After experiencing the magic that happens when children and books meet, Claire was thrilled to be introduced to the African Library Project by her daughter Mae and her high school Leo Club. Before earning a MS Teaching Credential at Notre Dame de Namur University, Claire graduated with a BA Hons from Oxford University.
Pamela’s passion for Africa led to two English Language Fellow assignments: teaching at the Ministry of Justice (Asmara, Eritrea) and the University of Burundi and its Institute of Applied Pedagogy (Bujumbura). She attended Bennington College, graduated from Columbia University, and earned an M.A. in Teaching English as a Second Language from San Francisco State University.
Data & Tech Support Volunteer
Laura Hill has had a lifelong passion for libraries and readers. She was drawn to ALP's ecosystem of US book drives partnered with specific African communities hungry for books.
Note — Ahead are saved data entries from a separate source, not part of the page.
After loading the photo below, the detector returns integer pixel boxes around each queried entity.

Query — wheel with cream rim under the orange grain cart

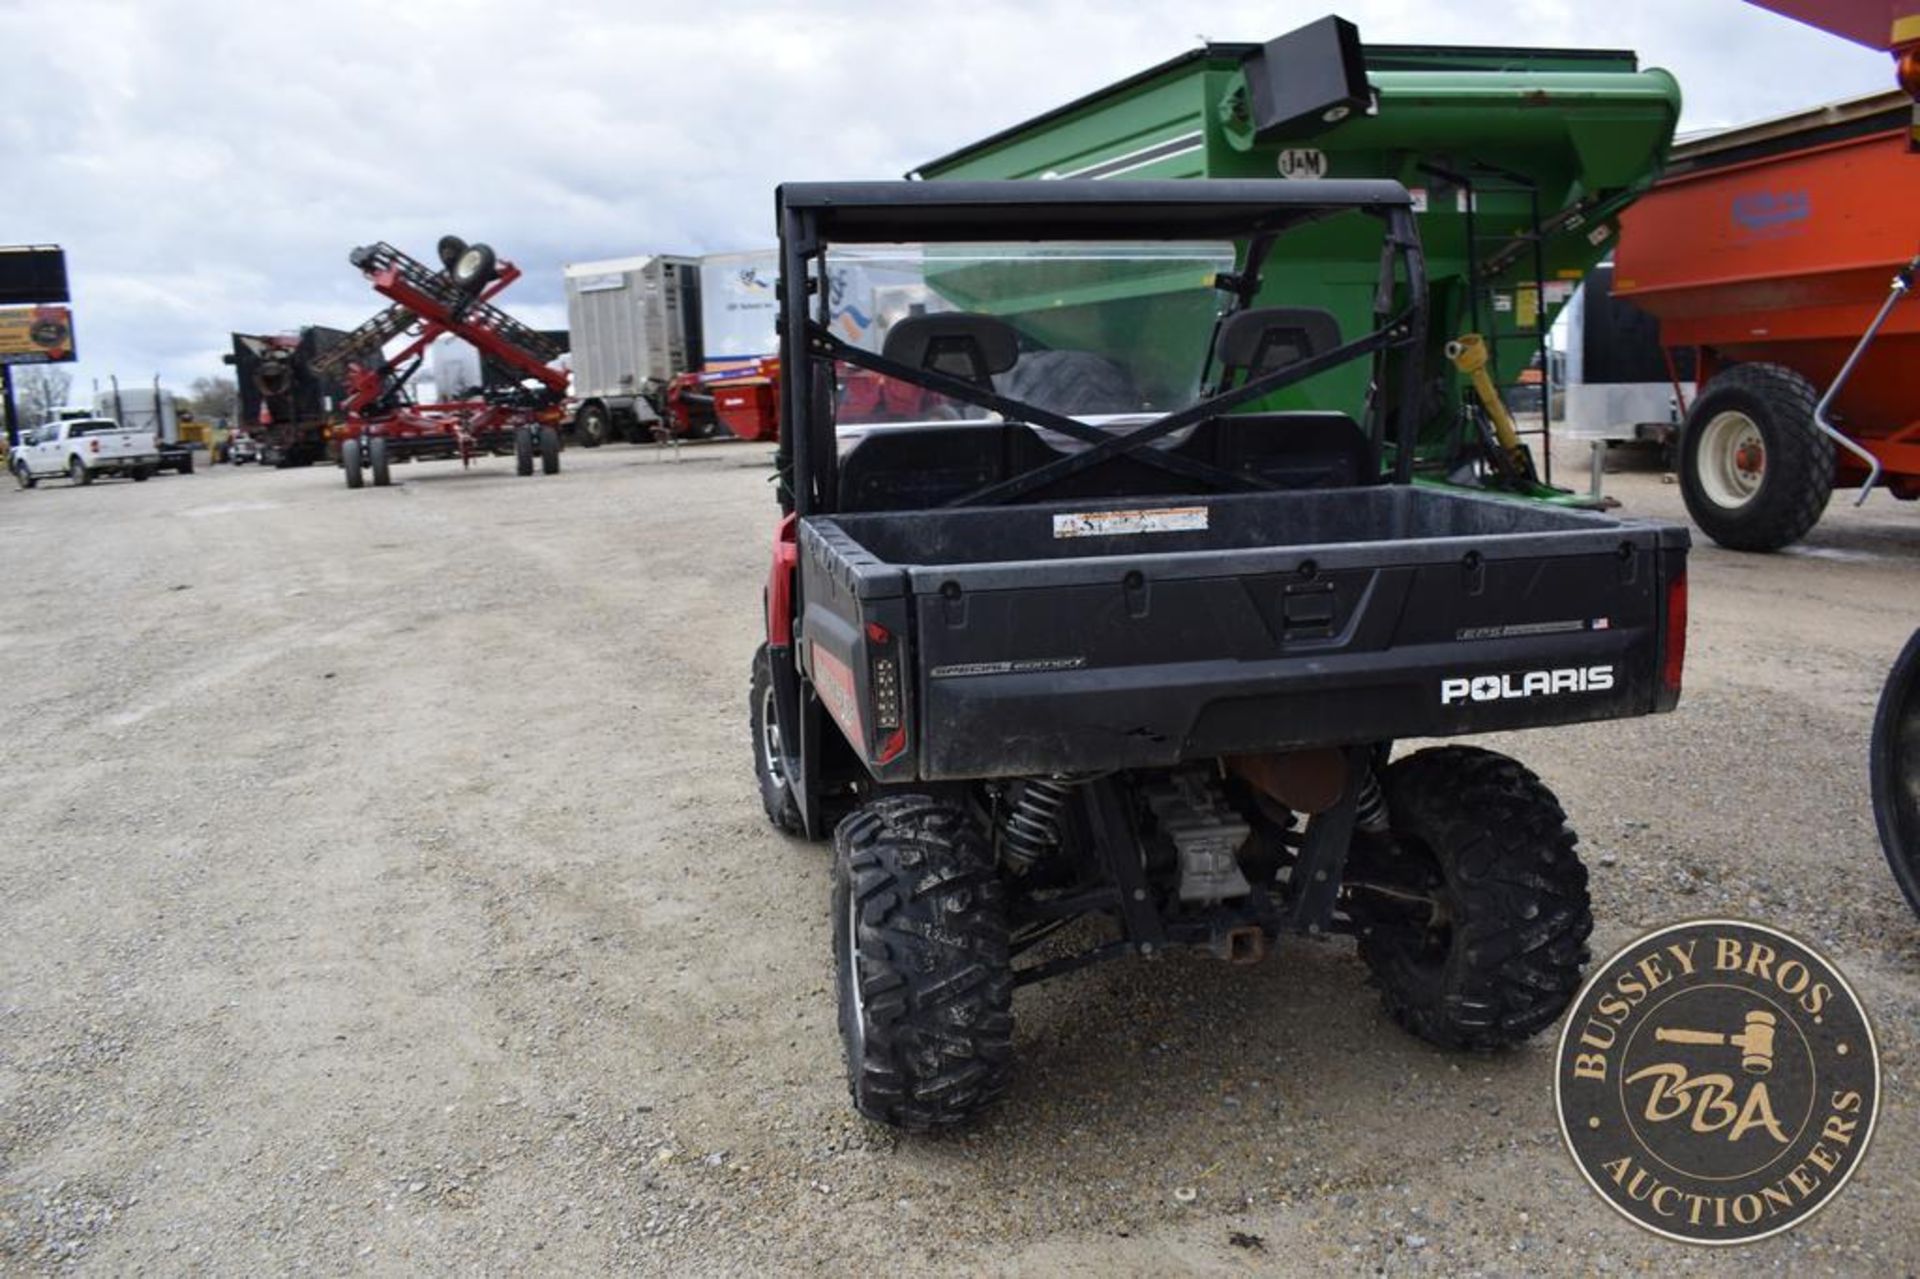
[1680,365,1834,551]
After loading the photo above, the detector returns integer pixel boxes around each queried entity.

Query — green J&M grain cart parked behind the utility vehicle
[908,17,1680,501]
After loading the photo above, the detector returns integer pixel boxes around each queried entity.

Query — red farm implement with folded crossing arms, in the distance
[317,236,566,488]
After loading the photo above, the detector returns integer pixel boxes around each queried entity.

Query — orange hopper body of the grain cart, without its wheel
[1613,131,1920,492]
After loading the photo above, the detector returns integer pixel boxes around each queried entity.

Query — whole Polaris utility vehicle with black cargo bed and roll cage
[751,181,1688,1129]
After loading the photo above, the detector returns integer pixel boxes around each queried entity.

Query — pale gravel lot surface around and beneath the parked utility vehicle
[0,435,1920,1279]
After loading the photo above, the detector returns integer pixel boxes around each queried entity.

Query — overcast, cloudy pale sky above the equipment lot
[0,0,1893,392]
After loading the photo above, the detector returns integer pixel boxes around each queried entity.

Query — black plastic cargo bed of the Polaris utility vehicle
[801,486,1686,780]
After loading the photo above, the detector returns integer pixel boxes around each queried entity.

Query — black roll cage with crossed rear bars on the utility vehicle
[774,181,1427,517]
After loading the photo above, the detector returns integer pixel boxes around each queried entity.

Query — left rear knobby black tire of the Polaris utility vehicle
[833,795,1014,1131]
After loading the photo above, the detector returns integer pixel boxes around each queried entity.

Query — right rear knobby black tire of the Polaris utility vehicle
[1359,747,1594,1052]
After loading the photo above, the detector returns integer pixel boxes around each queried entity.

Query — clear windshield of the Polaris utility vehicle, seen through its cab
[826,240,1235,434]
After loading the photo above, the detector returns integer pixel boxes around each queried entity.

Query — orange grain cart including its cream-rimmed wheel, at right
[1613,92,1920,549]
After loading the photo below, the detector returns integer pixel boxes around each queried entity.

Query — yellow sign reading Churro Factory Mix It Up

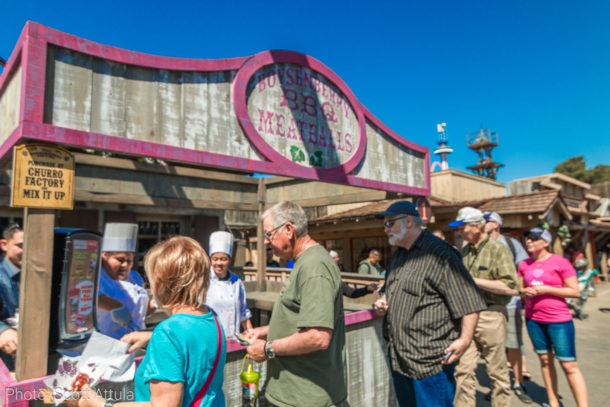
[11,144,74,209]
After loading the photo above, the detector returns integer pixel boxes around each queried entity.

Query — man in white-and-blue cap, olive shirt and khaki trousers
[449,207,519,407]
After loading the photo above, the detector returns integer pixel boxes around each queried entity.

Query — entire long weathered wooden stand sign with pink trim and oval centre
[0,22,430,196]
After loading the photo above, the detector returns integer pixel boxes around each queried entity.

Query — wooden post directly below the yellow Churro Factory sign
[15,208,55,381]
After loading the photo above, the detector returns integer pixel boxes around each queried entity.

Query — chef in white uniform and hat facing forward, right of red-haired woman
[206,232,252,336]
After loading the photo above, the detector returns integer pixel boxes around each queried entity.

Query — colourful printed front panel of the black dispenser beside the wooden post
[62,234,100,336]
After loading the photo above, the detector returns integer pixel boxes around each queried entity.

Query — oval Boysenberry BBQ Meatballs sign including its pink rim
[233,51,366,175]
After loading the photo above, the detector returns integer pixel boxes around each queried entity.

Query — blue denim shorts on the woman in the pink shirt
[525,319,576,362]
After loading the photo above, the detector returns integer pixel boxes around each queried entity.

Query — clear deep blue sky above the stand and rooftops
[0,0,610,182]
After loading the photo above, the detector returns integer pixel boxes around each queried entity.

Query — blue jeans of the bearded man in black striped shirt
[390,360,455,407]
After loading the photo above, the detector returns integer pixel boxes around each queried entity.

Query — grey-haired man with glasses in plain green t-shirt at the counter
[248,202,347,407]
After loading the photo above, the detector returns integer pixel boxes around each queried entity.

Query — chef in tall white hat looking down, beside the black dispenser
[97,223,154,339]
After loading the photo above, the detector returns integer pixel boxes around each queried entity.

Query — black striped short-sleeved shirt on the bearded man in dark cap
[384,230,485,380]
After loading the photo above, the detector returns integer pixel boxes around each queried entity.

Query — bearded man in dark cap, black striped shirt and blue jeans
[375,201,485,407]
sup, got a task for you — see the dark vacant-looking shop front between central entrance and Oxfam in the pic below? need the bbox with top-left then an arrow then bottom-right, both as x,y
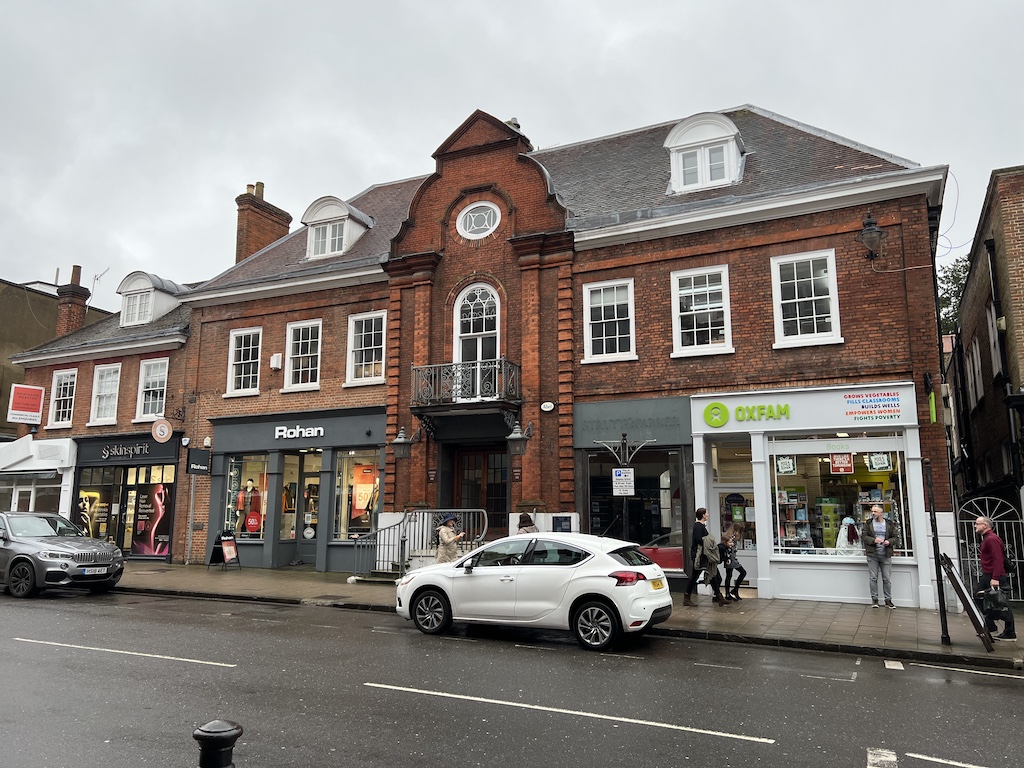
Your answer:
573,397 -> 693,558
She specifically sought out a volunteer opportunity that would allow her to connect real volunteers to real results. Laura supports ALP with bookkeeping and tech support. Laura has an M.S. in Physics from M.I.T. and an MLIS degree from SJSU.
Kiera was first introduced to African Library Project through leading her daughter’s Girl Scout troop. This group of 4th grade girls earned their Bronze Award through the tangible and meaningful project of conducting a book drive for two libraries in eSwatini. Kiera has traveled to Africa several times, both as a tourist and for her previous work around building scientific capacity.